South Korean women are destroying their makeup to rebel against the country’s stringent and unrealistic beauty standards. Escape the Corset is a fight against the unrealistic beauty standards that call for women to look perfect all the time. It symbolises destroying makeup that keeps women constrained. “Corset” here is a reference to the daily women’s garments which worked to constrain bodies into a uniform shape.
Escape the corset
- Women are destroying their makeup in retaliation to the culture of laborious skin care regimes and pressure to look perfect.
- The latest cosmetic destroying activity is a part of the feminist movement “Escape the corset”.
- They not only aim to fight against unrealistic beauty standards, but also illegal filming and sexual assault as well.
The movement, in South Korea, is to fight against unrealistic beauty standards that call for women to look perfect all day. This results in women spending hours applying makeup and performing skin care regimes throughout the day. These expectations also lead to women starving or dieting to maintain their body weight.
Now, in a significantly interesting turn, women are starting to show their hatred for these laborious routines that only limit them to a look. The South Korean women, after destroying their makeup and cosmetics, are taking to social media to post about the same. The movement is part of a larger cause against the country’s patriarchal society.
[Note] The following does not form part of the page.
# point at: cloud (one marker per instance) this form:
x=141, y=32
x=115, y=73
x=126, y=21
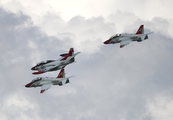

The women, over the years, have also taken to the streets to demand greater equality and fight against several issues.
South Korea, that actively promotes its mastery in cosmetic surgery, sums up its cosmetic brands to an industry worth about $12.5bn (£9.7bn), according to Euromonitor.
SheThePeople.TV spoke with Hayoung Helen Ryu, a South Korean, about the ongoing movement. Ryu originally hails from Seoul, South Korea, is currently studying medicine in Australia. Ryu (25) offered her perspective and called out the country’s age-old practices surrounding beauty.
Sadly, It’s a Korean thing to wear makeup 24/7.
Ryu believes it’s a positive change that Korean women are adapting, not only in the country but also across the world. “To be honest, beauty is overrated in Korea. You’ll be shocked to know that girls from a very young age start styling in a particular manner as if there’s a set standard to look a certain way. I’ve always hated such rules and there are only a few of us who choose not to give in to the pressure. But what about the majority who are suffering in the hands of these stringent norms? ” she said.
Ryu feels the citizens of the country, at large, are to be blamed for this. She shared how looking a certain way also affects peer groups in schools and colleges which later elevates to a whole new level. Supporting the movement, she added that Escape The Corset is actually a great cause which will further demolish other patriarchal practices. “If you think of it, this is a fight for equality and a revolt against practices such as assault. With this movement, hopefully, a larger cause will be served,” she concluded.
Women post pictures and videos of destroyed cosmetics
In one video, two women are seen dumping eyeshadow, blush, foundation, and nail polish onto a white sheet. “I was embarrassed to go outside without this in the past,” one of the women says. “They can’t have any power over me when it’s so easy to break them.”
In another post on Twitter, one woman remarked: “I can’t believe I wore this on my face.”
In a world, where women are constantly fighting for an equal place in society, these unrealistic beauty standards make for another hurdle. This hurdle must not only be crossed but also demolished completely if we want to provide a free space for women. Women have the right to wear whatever they want and look however they wish. This a fundamental right. With this movement gathering momentum, it’s safe to say that the winds of change are flowing in the right direction.